Yeni geldiğimiz zaman çiçek aşısı doktoru beni aşıladı. O kolum çıban oldu ve şişti. O şiş aşağıya iniyor, beni yatırmıyor, abdestte sıkıntı veriyor. Acaba benim vücudum aşıya gelmez veyahut başka bir mânâ var. Yirmi sene evvel beni Ankara'da aşıladılar. Şimdiye kadar o aşı yeri ara sıra işliyor, rahatsızlık veriyor. Bu da öyle olmasın diye hatırıma geldi. Sizde nasıl?
Said Nursî
ba
Aziz, sıddık kardeşlerim,
Kader-i İlâhî adâleti bizleri Denizli medrese-i Yusufiyesine sevk etmesinin bir hikmeti, her yerden ziyade Risale-i Nur'a ve şakirtlerine hem mahpusları, hem ahalisi, belki hem memurları ve adliyesi muhtaç olmalarıdır. Buna binaen, biz bir vazife-i imaniye ve uhreviye ile bu sıkıntılı imtihana girdik.
Evet, yirmi-otuzdan ancak bir-ikisi tâdil-i erkân ile namazını kılan mahpuslar içinde birden Risale-i Nur şakirtlerinden kırk ellisi umumen bilâistisna mükemmel namazlarını kılmaları, lisan-ı hal ile ve fiil diliyle öyle bir ders ve irşaddır ki, bu sıkıntı ve zahmeti hiçe indirir, belki sevdirir.
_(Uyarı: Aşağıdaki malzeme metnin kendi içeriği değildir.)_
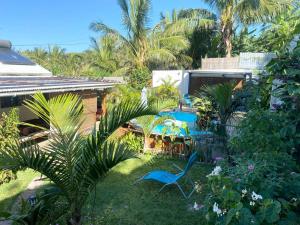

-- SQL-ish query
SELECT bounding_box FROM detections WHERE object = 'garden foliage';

[0,109,19,185]
[203,42,300,224]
Ve şakirtler, ef'alleriyle bu dersi verdikleri gibi, kalblerindeki kuvvetli tahkikî imanlarıyla dahi buradaki ehl-i imanı ehl-i dalâletin evham ve şübehatından kurtarmalarına medar çelikten bir kal'a hükmüne geçeceğini rahmet ve inayet-i İlâhiyeden ümit ediyoruz.
Buradaki ehl-i dünyanın bizi konuşmaktan ve temastan menleri zarar vermiyor. Lisan-ı hal, lisan-ı kalden daha kuvvetli ve tesirli konuşuyor. Madem hapse girmek terbiye içindir; milleti seviyorlarsa mahpusları Risale-i Nur şakirtleriyle görüştürsünler—tâ bir ayda, belki bir günde bir seneden ziyade terbiye alsınlar. Hem millete ve vatana, hem kendi istikballerine ve âhiretine menfaatli birer insan olsunlar. Gençlik Rehberi bulunsaydı çok faidesi olurdu. İnşaallah bir zaman girer.